Varlık ortaklığı, sağlanan genel olanaklardan fırsat eşitliği temelinde yararlanma hakkıdır. Yağmacı madencilik sadece vatandaşların değil; bitkilerin hayvanların haklarını tehdit etmektedir. Doğa onarılamayacak biçimde tahrip edilmekte, hava ve sular zehirlenmektedir. Bu varlık kırımı her koşulda yaşama karşı işlenen suçlardandır. Bize ait olan varlıkları bizim rızamız olmadan ve bilmediğimiz çıkarlar karşılığında elden çıkarılmaktadır. Maden işletmeciliğinde cevher alındıktan sonra doğa eski haline getirilemiyorsa; buna neden olan kayıplar mutlaka görülmelidir. Çevreye ve varlıklara zarar vermeden maden çıkarılamıyorsa, hiç çıkarılmamalıdır. En azından varlıklarımız yağmalanmaz ve var olmaya devam eder. Bir avuç çıkarcı ve yabancı ortaklarının varlıklarımızı yağmalamalarına fırsat verilmemelidir. Kaz dağları ve Ilıç’ta ve öteki illerimizde maden çıkarılan alanlar eski hallerine döndürülebilir mi? Bir avuç insan kazansın diye doğa yok ediliyorsa, ülkede beka sorunu var demektir!

Her beka sorunun temelinde haksızlık, hukuksuzluk, plansızlık, denetimsizlik ve yağmacılık yatar. Sığınmacı sorunu bunlardan biri ve hatta önde gelenidir(!) En kanlı sömürü, yoksulların sırtından gerçekleştirilir. Egemenler bir taşla birden fazla kuş vurur. En başta ucuz emek sömürüsü var. Bu yaklaşım ülkenin emekçilerinin ücretlerini aşağıya çeker, örgütlenmelerini olumsuz etkiler, örgütlenme ve dayanışma düzeyini düşürür. Ücretleri baskılama olanağı yakalayan kapitalistler, asgari ücreti normal ücrete dönüştürür. Adaletsiz paylaşım insanların yaşam düzeyini ve kalitesini düşürür. Bu koşullarda sağlığa ve eğitime erişim zorlaşmakta ve sosyal güvenlik tökezlemektedir. Ve genel koşullar normal yaşamı olanaksızlaştırmaktadır. İşte bu olay ve olgular bir beka sorunu olduğunu göstermektedir.

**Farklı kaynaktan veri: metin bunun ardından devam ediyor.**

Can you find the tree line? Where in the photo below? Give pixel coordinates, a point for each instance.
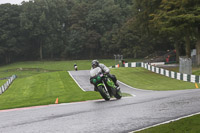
(88, 29)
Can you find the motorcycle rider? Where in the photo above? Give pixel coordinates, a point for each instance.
(105, 70)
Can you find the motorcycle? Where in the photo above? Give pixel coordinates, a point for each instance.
(105, 85)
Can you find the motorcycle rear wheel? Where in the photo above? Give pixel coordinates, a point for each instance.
(104, 93)
(118, 94)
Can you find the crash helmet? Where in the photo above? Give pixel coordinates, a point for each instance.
(95, 63)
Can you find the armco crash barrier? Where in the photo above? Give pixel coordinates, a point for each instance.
(4, 87)
(171, 74)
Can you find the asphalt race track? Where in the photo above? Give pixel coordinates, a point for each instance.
(143, 109)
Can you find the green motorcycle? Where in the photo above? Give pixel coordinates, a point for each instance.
(105, 85)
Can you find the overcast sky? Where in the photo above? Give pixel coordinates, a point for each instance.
(12, 1)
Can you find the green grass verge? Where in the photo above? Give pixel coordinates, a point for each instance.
(144, 79)
(43, 89)
(2, 82)
(186, 125)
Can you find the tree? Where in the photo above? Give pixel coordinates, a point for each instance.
(9, 32)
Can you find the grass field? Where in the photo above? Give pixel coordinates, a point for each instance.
(40, 83)
(43, 89)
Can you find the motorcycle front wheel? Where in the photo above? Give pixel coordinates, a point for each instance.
(104, 93)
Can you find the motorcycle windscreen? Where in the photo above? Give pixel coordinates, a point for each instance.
(95, 71)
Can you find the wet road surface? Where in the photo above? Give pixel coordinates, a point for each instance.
(144, 109)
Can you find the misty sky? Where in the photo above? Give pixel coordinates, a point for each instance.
(11, 1)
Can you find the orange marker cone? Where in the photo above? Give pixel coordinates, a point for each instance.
(196, 85)
(56, 102)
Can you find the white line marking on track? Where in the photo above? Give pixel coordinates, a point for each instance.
(76, 81)
(166, 122)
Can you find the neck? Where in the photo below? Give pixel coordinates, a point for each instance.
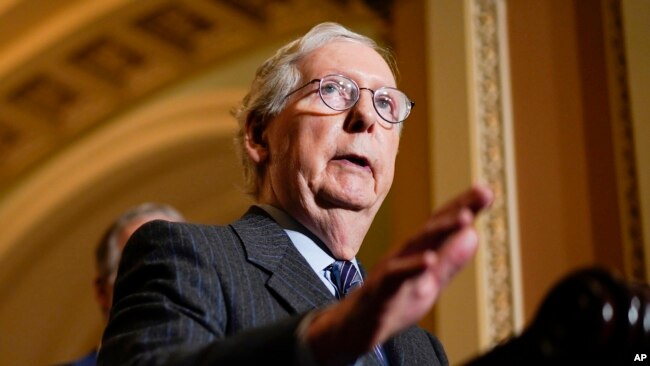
(342, 231)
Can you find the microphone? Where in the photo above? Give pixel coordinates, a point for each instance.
(590, 317)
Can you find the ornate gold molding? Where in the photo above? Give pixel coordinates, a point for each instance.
(495, 167)
(623, 135)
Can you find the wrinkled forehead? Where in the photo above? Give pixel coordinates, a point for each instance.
(351, 58)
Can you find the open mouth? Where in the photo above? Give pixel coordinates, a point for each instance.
(357, 160)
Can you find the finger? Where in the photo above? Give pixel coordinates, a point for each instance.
(436, 231)
(475, 199)
(392, 273)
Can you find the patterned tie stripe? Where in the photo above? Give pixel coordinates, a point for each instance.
(346, 278)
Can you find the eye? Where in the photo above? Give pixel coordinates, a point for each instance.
(329, 87)
(385, 103)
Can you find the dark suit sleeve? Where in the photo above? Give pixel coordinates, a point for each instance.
(169, 308)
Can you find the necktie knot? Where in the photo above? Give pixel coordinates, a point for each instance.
(345, 277)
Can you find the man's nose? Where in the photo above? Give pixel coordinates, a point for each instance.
(363, 115)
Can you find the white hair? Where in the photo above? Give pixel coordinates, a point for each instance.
(276, 78)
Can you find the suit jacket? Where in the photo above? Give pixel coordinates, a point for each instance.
(191, 294)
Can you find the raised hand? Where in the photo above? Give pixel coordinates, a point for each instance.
(404, 286)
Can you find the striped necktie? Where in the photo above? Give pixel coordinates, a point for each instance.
(346, 278)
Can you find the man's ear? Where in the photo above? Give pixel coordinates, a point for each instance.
(255, 141)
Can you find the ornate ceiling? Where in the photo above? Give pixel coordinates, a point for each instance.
(68, 66)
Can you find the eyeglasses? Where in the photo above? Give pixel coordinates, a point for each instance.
(341, 93)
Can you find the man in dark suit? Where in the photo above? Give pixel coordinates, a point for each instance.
(108, 253)
(319, 132)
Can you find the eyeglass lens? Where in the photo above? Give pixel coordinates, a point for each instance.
(340, 93)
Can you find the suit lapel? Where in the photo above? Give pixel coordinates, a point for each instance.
(269, 247)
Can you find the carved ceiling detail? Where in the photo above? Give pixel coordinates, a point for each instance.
(130, 51)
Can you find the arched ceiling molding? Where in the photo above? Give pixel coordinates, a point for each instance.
(83, 61)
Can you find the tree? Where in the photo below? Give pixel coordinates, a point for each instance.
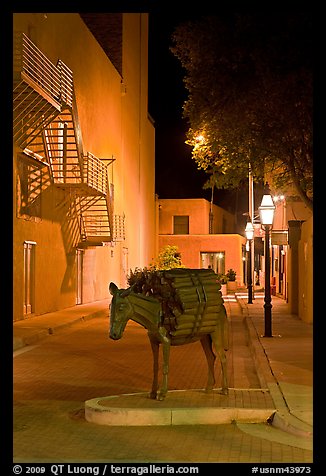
(249, 83)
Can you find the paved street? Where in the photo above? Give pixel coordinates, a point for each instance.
(54, 378)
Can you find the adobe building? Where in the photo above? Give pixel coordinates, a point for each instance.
(83, 157)
(204, 235)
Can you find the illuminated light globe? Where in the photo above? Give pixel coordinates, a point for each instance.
(266, 210)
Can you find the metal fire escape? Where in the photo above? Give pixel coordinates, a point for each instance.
(46, 127)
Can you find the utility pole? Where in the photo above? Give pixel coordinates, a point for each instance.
(251, 216)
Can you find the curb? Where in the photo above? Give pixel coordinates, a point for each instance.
(40, 334)
(99, 411)
(282, 418)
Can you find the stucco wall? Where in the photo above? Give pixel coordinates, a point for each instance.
(190, 247)
(198, 211)
(114, 123)
(305, 293)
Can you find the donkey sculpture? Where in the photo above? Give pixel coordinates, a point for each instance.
(197, 313)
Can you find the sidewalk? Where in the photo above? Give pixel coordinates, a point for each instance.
(30, 331)
(284, 362)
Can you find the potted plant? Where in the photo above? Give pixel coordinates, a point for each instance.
(231, 275)
(222, 278)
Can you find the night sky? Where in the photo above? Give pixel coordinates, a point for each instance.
(176, 175)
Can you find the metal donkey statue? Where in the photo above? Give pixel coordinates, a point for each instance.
(198, 313)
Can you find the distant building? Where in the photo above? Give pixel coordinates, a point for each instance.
(84, 157)
(204, 235)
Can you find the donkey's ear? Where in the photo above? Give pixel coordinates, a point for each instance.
(113, 288)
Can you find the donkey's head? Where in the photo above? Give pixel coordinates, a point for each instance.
(121, 310)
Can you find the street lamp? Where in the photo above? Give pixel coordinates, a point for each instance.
(266, 212)
(249, 231)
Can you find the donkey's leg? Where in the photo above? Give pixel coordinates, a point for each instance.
(155, 351)
(217, 338)
(206, 343)
(166, 358)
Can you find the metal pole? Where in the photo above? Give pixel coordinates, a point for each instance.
(251, 215)
(267, 298)
(249, 274)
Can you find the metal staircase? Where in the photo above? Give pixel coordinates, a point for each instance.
(46, 127)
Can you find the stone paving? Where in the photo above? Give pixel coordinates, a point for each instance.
(54, 378)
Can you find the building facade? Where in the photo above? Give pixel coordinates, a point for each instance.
(83, 159)
(204, 235)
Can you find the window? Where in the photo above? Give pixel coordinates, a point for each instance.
(214, 260)
(29, 276)
(181, 225)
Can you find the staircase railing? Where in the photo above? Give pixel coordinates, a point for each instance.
(33, 65)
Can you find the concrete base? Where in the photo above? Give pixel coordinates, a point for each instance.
(138, 410)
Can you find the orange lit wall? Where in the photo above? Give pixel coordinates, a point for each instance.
(114, 123)
(199, 240)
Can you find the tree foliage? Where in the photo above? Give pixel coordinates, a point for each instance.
(249, 83)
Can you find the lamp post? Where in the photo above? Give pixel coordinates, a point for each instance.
(250, 235)
(266, 212)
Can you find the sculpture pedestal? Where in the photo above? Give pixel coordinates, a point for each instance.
(180, 407)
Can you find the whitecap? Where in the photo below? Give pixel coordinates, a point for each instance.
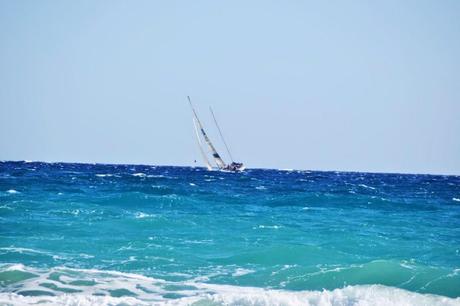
(268, 226)
(103, 175)
(366, 186)
(154, 291)
(141, 215)
(242, 271)
(139, 174)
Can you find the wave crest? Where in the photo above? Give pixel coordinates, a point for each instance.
(64, 286)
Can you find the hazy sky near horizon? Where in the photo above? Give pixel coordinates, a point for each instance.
(325, 85)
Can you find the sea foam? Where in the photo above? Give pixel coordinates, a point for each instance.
(65, 286)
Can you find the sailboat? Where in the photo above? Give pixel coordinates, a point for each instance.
(220, 163)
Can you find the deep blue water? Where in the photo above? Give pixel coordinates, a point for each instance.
(82, 233)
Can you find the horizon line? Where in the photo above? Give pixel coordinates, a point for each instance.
(255, 168)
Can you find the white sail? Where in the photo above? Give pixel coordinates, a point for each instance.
(206, 161)
(221, 135)
(220, 163)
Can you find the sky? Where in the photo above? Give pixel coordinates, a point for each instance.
(368, 86)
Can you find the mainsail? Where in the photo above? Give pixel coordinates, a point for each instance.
(221, 135)
(220, 163)
(206, 161)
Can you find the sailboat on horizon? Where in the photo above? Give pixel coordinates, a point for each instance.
(220, 163)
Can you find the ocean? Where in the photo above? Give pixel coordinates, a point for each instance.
(97, 234)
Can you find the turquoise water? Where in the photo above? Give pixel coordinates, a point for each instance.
(113, 234)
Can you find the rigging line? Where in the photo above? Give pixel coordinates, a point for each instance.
(221, 135)
(206, 161)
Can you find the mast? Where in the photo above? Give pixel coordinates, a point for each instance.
(206, 161)
(221, 135)
(220, 163)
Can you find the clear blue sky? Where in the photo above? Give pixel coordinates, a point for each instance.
(327, 85)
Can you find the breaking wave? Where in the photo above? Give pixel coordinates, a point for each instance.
(66, 286)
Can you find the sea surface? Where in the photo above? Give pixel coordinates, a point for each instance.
(79, 234)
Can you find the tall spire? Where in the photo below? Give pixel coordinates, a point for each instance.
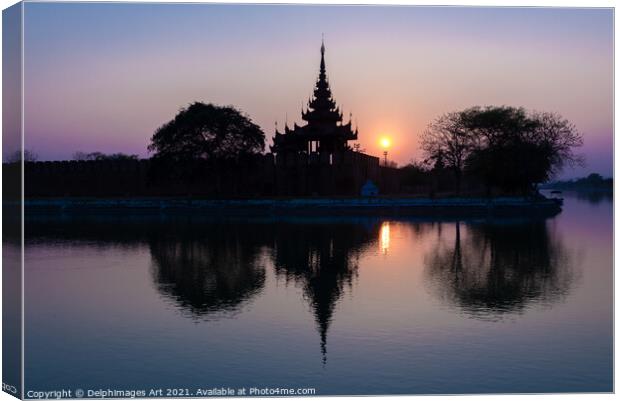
(322, 71)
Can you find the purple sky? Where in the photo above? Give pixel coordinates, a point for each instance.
(103, 77)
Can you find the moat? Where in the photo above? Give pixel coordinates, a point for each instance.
(346, 305)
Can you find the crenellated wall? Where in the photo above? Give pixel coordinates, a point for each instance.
(267, 175)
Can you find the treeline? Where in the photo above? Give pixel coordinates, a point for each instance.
(503, 150)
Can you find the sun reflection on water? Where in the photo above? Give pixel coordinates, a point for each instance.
(385, 237)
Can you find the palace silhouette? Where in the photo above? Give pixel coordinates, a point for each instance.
(314, 159)
(324, 131)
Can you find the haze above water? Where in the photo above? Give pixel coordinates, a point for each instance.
(347, 306)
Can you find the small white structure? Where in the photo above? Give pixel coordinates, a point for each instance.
(369, 189)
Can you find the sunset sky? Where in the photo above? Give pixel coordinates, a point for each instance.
(103, 77)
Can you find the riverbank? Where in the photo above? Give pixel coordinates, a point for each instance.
(302, 206)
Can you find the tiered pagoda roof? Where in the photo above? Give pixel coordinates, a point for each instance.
(324, 123)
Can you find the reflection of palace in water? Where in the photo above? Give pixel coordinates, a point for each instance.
(210, 268)
(216, 269)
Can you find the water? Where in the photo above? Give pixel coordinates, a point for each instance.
(345, 306)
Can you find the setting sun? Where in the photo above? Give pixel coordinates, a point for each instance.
(385, 142)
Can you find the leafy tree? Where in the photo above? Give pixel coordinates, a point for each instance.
(102, 156)
(207, 132)
(506, 147)
(515, 150)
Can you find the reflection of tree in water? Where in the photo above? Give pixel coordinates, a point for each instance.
(595, 197)
(494, 268)
(323, 260)
(211, 267)
(215, 269)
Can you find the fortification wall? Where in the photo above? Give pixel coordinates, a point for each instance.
(268, 175)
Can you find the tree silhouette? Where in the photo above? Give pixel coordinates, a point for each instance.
(448, 142)
(98, 156)
(505, 147)
(207, 132)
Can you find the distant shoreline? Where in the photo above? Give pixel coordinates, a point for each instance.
(301, 206)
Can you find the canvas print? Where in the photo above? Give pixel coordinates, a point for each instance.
(303, 200)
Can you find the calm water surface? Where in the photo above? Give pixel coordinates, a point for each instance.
(347, 306)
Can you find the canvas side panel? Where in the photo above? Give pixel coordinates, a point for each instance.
(12, 275)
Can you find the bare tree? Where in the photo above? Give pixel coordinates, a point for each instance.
(447, 141)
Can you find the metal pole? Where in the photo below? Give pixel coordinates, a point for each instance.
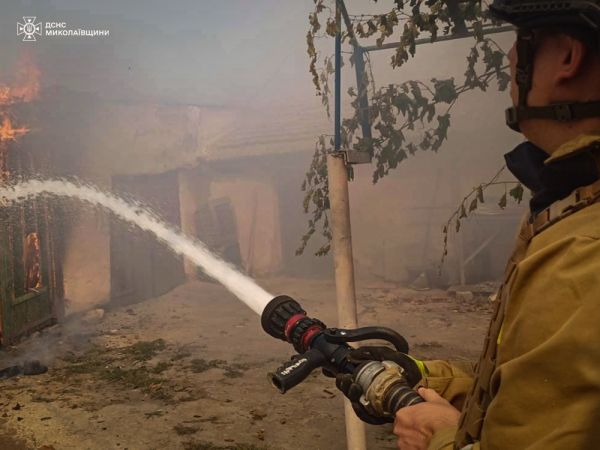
(342, 241)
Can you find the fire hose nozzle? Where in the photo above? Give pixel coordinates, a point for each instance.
(385, 389)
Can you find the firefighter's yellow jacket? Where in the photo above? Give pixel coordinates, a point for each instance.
(546, 384)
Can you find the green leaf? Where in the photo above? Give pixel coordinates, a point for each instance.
(445, 91)
(502, 202)
(473, 205)
(517, 193)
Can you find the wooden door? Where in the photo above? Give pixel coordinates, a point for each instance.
(31, 286)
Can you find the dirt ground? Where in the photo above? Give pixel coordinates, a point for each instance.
(188, 371)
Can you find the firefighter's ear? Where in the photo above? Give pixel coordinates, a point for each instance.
(571, 55)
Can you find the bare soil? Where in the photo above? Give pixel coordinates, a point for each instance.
(188, 371)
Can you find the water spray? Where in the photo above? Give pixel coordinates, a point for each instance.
(238, 284)
(385, 389)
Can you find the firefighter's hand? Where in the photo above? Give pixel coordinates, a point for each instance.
(415, 425)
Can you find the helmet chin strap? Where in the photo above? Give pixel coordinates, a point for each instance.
(562, 112)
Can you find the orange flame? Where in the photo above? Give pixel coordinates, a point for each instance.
(25, 89)
(8, 133)
(27, 83)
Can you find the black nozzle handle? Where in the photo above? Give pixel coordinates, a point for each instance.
(296, 370)
(339, 336)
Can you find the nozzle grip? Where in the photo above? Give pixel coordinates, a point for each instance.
(296, 370)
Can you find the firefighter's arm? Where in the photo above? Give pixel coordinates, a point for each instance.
(547, 392)
(452, 380)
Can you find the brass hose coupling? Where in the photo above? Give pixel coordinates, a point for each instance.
(385, 389)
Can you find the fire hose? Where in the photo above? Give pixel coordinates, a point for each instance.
(384, 386)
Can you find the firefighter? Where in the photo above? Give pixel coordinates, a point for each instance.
(537, 382)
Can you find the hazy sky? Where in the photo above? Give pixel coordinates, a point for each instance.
(208, 52)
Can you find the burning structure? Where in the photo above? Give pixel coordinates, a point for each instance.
(31, 285)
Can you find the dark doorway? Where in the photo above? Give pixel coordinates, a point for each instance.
(141, 267)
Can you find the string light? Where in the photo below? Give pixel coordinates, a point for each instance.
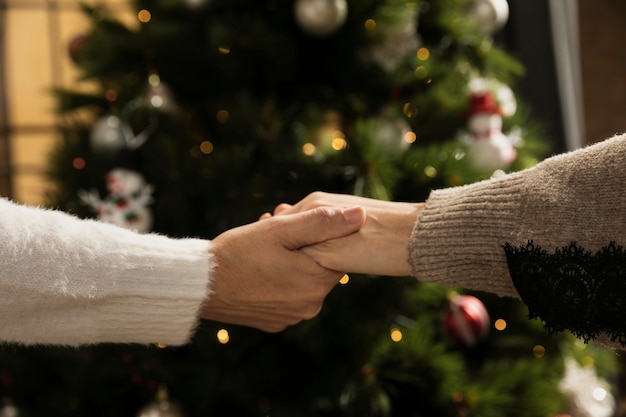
(144, 16)
(308, 149)
(206, 147)
(423, 54)
(338, 144)
(410, 137)
(222, 336)
(420, 72)
(222, 116)
(409, 110)
(78, 163)
(500, 324)
(395, 334)
(110, 95)
(430, 171)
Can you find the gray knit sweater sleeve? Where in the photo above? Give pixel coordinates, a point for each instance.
(576, 197)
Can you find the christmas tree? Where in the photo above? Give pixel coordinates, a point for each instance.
(208, 113)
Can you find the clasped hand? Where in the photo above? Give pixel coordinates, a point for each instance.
(278, 271)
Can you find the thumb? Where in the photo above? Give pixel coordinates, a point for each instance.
(321, 224)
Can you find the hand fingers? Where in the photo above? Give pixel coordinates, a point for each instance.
(321, 224)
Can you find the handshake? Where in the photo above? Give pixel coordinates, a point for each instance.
(277, 271)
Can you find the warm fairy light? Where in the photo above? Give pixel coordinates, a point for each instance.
(206, 147)
(110, 95)
(409, 110)
(588, 361)
(144, 16)
(500, 324)
(338, 144)
(410, 137)
(423, 54)
(430, 171)
(308, 149)
(156, 101)
(420, 72)
(78, 163)
(222, 336)
(154, 80)
(222, 116)
(395, 334)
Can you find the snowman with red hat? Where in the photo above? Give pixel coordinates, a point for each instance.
(489, 149)
(126, 205)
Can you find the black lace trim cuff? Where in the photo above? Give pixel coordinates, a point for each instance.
(573, 289)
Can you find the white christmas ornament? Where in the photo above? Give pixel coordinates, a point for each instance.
(159, 95)
(587, 395)
(505, 98)
(489, 15)
(398, 40)
(320, 18)
(489, 149)
(108, 134)
(127, 201)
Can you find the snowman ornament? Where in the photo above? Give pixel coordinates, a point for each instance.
(126, 204)
(489, 149)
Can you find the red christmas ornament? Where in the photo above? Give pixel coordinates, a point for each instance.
(466, 320)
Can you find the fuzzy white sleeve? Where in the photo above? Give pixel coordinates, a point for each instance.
(69, 281)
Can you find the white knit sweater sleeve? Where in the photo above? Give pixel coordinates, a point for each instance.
(69, 281)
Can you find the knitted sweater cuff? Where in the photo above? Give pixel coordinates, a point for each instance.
(457, 240)
(72, 282)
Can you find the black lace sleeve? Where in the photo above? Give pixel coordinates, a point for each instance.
(573, 289)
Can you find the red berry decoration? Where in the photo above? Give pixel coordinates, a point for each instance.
(466, 320)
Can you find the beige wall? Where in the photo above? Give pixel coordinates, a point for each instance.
(36, 34)
(603, 39)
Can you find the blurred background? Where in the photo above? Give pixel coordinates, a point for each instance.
(244, 104)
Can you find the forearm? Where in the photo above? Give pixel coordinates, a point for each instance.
(576, 197)
(67, 281)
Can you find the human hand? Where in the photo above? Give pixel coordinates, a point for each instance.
(263, 280)
(381, 246)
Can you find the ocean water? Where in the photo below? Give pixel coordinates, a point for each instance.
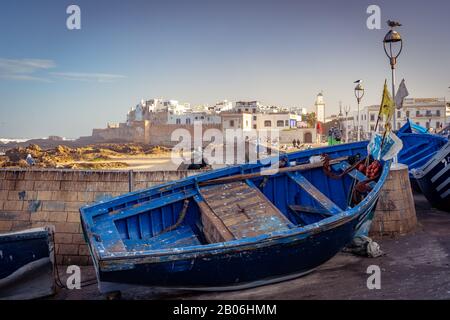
(6, 140)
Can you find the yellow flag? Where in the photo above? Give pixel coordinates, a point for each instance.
(387, 103)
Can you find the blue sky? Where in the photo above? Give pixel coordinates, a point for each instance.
(54, 81)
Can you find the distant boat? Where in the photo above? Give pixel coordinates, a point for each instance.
(26, 264)
(418, 148)
(231, 228)
(427, 156)
(434, 179)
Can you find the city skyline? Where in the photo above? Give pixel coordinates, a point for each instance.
(55, 81)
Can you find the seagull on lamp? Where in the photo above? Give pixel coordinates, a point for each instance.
(393, 24)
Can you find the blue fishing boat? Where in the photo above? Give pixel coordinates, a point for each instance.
(418, 148)
(433, 179)
(236, 227)
(26, 264)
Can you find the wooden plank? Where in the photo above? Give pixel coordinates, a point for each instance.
(324, 201)
(308, 209)
(269, 172)
(209, 218)
(240, 209)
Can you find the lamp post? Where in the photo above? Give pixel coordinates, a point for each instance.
(391, 41)
(359, 94)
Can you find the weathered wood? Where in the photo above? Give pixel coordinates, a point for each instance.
(218, 234)
(395, 213)
(237, 210)
(324, 201)
(269, 172)
(308, 209)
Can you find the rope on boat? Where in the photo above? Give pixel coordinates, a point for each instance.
(372, 172)
(180, 218)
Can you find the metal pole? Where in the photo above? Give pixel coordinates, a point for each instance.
(393, 97)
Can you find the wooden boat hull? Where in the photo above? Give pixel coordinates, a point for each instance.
(26, 264)
(418, 149)
(239, 267)
(434, 179)
(229, 265)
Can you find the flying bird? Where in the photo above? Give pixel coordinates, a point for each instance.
(393, 24)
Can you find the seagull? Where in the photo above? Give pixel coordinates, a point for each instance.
(30, 160)
(393, 24)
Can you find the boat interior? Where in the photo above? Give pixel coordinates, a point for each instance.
(419, 148)
(241, 203)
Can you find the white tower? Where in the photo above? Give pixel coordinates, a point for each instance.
(320, 108)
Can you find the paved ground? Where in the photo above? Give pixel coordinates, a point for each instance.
(416, 266)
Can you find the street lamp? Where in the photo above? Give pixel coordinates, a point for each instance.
(346, 110)
(393, 45)
(359, 94)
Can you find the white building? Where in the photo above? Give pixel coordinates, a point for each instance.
(431, 113)
(278, 120)
(190, 118)
(248, 106)
(221, 106)
(236, 121)
(320, 108)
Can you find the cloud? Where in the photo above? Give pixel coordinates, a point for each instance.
(24, 69)
(87, 77)
(37, 70)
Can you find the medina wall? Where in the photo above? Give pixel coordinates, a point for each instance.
(35, 198)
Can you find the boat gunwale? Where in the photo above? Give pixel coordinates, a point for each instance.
(321, 226)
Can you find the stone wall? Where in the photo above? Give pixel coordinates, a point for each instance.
(286, 136)
(146, 132)
(35, 198)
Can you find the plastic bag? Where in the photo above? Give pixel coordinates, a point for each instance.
(391, 146)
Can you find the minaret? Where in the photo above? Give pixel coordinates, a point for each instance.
(320, 108)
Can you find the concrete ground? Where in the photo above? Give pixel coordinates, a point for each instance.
(416, 266)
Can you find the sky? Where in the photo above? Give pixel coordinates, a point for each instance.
(55, 81)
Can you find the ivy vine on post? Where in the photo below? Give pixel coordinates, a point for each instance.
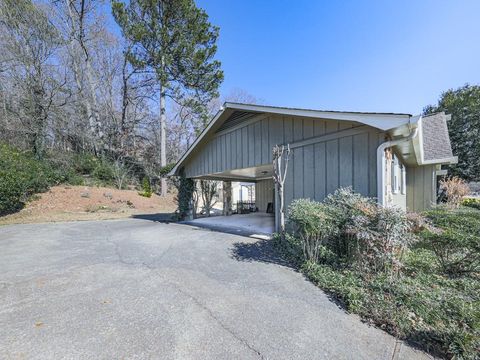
(280, 166)
(186, 188)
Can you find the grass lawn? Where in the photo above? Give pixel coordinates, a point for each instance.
(433, 302)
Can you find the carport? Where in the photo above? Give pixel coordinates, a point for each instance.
(257, 225)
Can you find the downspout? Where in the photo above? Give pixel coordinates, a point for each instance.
(381, 163)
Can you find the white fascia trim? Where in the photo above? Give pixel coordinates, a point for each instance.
(376, 120)
(450, 160)
(381, 163)
(197, 141)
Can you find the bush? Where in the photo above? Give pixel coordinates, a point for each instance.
(455, 189)
(347, 208)
(454, 239)
(472, 202)
(146, 188)
(424, 303)
(103, 171)
(313, 224)
(370, 237)
(21, 175)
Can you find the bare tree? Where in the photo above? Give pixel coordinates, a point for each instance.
(280, 166)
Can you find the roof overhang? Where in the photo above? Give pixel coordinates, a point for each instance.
(382, 121)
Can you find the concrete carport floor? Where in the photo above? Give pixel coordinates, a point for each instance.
(257, 225)
(139, 289)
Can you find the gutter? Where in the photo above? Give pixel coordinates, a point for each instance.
(381, 161)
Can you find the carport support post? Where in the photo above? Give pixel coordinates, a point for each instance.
(227, 198)
(277, 209)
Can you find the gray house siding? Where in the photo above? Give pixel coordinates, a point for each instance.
(321, 168)
(315, 170)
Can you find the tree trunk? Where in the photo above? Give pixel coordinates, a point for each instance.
(163, 140)
(77, 76)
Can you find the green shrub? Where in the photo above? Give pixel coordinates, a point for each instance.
(347, 208)
(312, 224)
(146, 188)
(423, 303)
(369, 236)
(21, 175)
(472, 202)
(455, 240)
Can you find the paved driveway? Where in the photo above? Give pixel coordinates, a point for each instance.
(138, 289)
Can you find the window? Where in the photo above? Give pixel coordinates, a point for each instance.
(396, 174)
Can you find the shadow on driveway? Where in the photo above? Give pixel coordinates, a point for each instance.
(158, 217)
(261, 251)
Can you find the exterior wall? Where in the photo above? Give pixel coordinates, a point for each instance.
(264, 190)
(251, 144)
(319, 169)
(421, 187)
(400, 200)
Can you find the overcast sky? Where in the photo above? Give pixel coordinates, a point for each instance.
(348, 55)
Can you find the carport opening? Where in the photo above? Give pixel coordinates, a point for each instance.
(252, 205)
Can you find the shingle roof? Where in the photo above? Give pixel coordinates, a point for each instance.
(436, 142)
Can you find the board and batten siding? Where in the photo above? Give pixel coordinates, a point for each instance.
(315, 170)
(251, 144)
(421, 187)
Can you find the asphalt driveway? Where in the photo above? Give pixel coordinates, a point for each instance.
(139, 289)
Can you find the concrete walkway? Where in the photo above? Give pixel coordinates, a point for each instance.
(138, 289)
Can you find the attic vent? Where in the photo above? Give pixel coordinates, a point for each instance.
(236, 118)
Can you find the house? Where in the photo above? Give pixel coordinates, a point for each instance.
(395, 158)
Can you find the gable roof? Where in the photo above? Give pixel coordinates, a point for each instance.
(436, 142)
(231, 114)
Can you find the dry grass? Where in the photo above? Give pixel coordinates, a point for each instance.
(70, 203)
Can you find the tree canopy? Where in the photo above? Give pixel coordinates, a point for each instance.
(174, 41)
(464, 106)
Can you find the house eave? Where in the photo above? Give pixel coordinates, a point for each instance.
(382, 121)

Ülkede istikrarsızlık var ise; büyük yığınlar sorunlu iken, kazanan küçük bir azınlık sorunsuzdur. Oysa istikrar kişilerin, kurumların veya toplumun belirli kesimleri için değil; tüm ülke için geçerli olmalıdır. Tüm ülkeyi temsil eden geçerlik göstergesi, demokratiklik ve laikliktir. Buna fırsat eşitliği ile adil paylaşımı da eklemeliyiz. Bunu sağlayacak olan ise, liyakatli kadrolardır. Kurumlar yasal gereklilikleri ve ilkelerini dikkate alarak ve ayrım yapmaksızın uygulamalara yönelmeli ve kendisine olması gereken güveni sarsmamalıdır. Kurumlar bir biçimde bozunuma uğrarsa, devletin ayakta kalması zorlaşır(!)

Çürümekle yozlaşmak iç içe geçen süreçlerde bir sarmal olarak ortaya çıkar. Hiç kuşkusuz, öncül olan yozlaşmadır. Bilimden, eğitimden, demokratiklikten, eşitlikten ve liyakatten uzaklaşınca yozlaşma kaçınılmaz olur. Yozlaşma alışılır hallerden olunca, kaçınılmaz olarak çürümeye evrilir(!)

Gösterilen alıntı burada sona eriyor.